Amyotrophic lateral sclerosis (ALS) is a chronic neurodegenerative disease characterized by neuronal death of both lower and upper motoneurons in the spinal cord, the brain stem and the motor cortex. This chronic motor neuronopathy leads to progressive atrophy of skeletal muscles, paralysis and ultimately to death of the patients mainly due to respiratory failure [for review see (Turner et al., 2013)].

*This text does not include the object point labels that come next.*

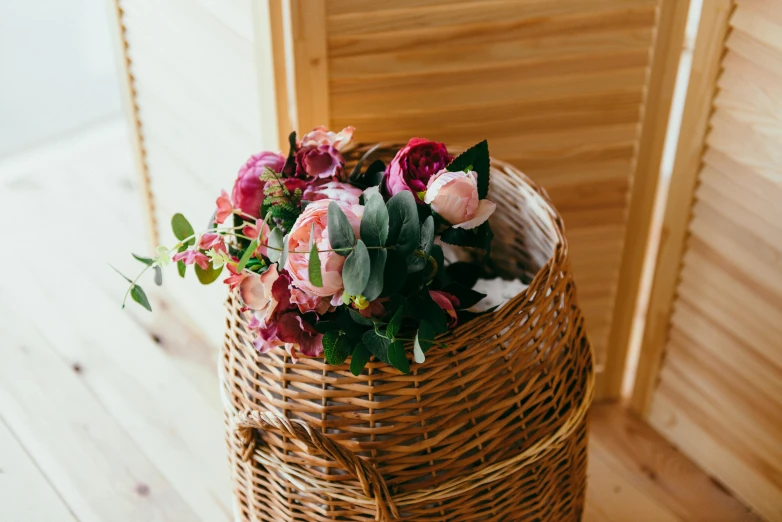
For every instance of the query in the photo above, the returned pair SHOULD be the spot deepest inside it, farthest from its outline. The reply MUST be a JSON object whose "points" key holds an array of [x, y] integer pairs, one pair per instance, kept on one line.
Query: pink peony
{"points": [[322, 136], [454, 196], [297, 264], [333, 190], [248, 188], [448, 302], [414, 165]]}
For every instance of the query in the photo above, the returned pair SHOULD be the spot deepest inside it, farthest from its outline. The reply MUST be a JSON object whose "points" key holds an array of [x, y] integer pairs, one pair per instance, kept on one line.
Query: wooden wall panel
{"points": [[716, 308], [560, 89]]}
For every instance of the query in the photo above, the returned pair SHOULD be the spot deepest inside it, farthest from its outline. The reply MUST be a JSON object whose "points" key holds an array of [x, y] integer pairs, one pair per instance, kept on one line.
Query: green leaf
{"points": [[397, 356], [476, 157], [336, 347], [394, 274], [377, 345], [146, 260], [377, 266], [247, 255], [395, 323], [284, 254], [316, 278], [341, 234], [355, 271], [181, 227], [138, 295], [403, 226], [425, 335], [359, 359], [360, 319], [374, 222], [209, 275], [275, 242]]}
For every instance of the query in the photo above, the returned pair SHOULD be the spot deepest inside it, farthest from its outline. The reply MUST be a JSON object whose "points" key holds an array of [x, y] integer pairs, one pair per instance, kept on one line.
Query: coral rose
{"points": [[248, 189], [297, 264], [454, 196], [414, 165]]}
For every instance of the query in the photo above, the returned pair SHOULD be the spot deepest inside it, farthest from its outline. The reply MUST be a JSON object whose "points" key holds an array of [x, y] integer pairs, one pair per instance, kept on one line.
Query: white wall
{"points": [[57, 70]]}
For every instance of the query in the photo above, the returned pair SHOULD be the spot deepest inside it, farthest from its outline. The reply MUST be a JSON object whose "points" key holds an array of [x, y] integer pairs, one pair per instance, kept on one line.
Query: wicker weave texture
{"points": [[492, 427]]}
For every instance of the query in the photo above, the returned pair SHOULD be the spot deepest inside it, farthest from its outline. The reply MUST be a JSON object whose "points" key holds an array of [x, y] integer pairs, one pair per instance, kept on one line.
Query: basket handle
{"points": [[372, 482]]}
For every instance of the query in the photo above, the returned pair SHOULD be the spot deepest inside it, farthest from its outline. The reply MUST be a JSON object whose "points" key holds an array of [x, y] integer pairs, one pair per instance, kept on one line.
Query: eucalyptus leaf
{"points": [[377, 345], [397, 357], [336, 347], [356, 270], [359, 359], [316, 278], [246, 256], [377, 266], [275, 242], [341, 235], [477, 158], [208, 276], [138, 295], [395, 323], [403, 226], [374, 222], [146, 260], [181, 227]]}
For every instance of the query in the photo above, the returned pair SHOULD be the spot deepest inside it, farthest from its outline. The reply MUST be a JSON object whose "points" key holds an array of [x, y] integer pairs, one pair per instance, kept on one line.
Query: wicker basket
{"points": [[493, 427]]}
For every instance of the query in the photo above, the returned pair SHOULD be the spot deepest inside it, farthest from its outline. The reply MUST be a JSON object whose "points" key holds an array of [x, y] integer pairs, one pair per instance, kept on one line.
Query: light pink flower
{"points": [[448, 302], [224, 207], [190, 256], [211, 240], [248, 188], [333, 190], [454, 196], [297, 265], [322, 136]]}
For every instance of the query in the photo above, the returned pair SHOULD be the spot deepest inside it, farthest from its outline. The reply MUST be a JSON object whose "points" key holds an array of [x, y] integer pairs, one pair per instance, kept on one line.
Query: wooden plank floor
{"points": [[114, 415]]}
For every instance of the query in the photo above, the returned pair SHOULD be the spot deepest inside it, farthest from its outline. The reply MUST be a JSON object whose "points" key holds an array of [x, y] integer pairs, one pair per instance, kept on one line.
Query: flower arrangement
{"points": [[344, 264]]}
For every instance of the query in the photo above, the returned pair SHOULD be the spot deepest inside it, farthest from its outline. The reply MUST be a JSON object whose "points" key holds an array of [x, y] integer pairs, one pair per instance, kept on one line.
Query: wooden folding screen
{"points": [[716, 308], [574, 92]]}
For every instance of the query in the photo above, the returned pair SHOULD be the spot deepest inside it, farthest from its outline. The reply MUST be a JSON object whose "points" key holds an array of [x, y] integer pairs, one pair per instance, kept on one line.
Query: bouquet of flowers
{"points": [[344, 264]]}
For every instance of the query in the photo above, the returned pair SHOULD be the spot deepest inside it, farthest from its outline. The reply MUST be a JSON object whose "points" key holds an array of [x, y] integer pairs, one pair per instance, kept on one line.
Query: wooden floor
{"points": [[111, 415]]}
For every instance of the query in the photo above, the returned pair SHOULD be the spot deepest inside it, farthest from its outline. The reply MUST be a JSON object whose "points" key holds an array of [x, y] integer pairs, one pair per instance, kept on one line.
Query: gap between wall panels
{"points": [[666, 167]]}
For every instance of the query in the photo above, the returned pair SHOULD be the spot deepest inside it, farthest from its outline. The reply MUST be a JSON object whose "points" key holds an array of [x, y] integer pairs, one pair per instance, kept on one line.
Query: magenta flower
{"points": [[248, 188], [412, 166], [190, 257], [224, 207]]}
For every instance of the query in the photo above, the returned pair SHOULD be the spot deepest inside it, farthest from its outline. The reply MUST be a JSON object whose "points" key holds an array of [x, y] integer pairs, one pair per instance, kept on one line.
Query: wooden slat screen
{"points": [[719, 391], [558, 88]]}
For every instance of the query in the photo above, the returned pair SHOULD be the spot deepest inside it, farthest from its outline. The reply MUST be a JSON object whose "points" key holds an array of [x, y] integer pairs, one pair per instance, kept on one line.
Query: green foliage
{"points": [[355, 271], [359, 359], [182, 228], [138, 295], [475, 158], [374, 222], [208, 276], [336, 347], [397, 357], [403, 226], [341, 234]]}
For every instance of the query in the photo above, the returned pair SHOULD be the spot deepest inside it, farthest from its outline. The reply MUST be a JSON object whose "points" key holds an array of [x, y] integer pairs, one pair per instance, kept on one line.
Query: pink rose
{"points": [[414, 165], [454, 196], [248, 189], [331, 263], [448, 302], [322, 136], [333, 190]]}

Pathogenesis and mechanisms of selective vulnerability of motoneurons in ALS are still largely unknown although, within the past two decades, it has been demonstrated that ALS is a complex multifactorial disease. Indeed many factors including protein misfolding, glutamate-mediated excitotoxicity, oxidative stress and impaired axonal transport may contribute to motoneuron death in ALS [for review see Robberecht and Philips (2013)]. An excessive stimulation of glutamate receptors induces excitotoxic processes; this phenomenon being largely implicated in both acute and chronic neurodegenerative diseases (Olney, 1989; Plaitakis and Constantakakis, 1993; Mehta et al., 2013), and in particular in ALS (Heath and Shaw, 2002; Bogaert et al., 2010). In the objective of translation to clinics, excitotoxicity is one of the key pharmacological targets as attested by the only FDA-approved drug, riluzole (2-amino-6-trifluoromethoxy benzothiazole) which is a modulator of excitatory neurotransmitters activity (including glutamate) (Bogaert et al., 2010). Glutamate interacts with a large range of specific transporters and receptors such as N-methyl-D-aspartate receptors (NMDARs) (Mehta et al., 2013) and a promising, but so far overlooked therapeutic strategy, is to reduce excitotoxicity using NMDA receptor antagonist [for review see Spalloni et al. (2013)]. The low-affinity non-competitive NMDAR antagonist, memantine displayed encouraging results in hSOD1G93A mice (Wang and Zhang, 2005; Joo et al., 2007), an ALS animal model. Clinical trials have shown that memantine is safe and well tolerated by ALS patients (de Carvalho et al., 2010; Levine et al., 2010) but no evidence of its efficacy had been reported yet.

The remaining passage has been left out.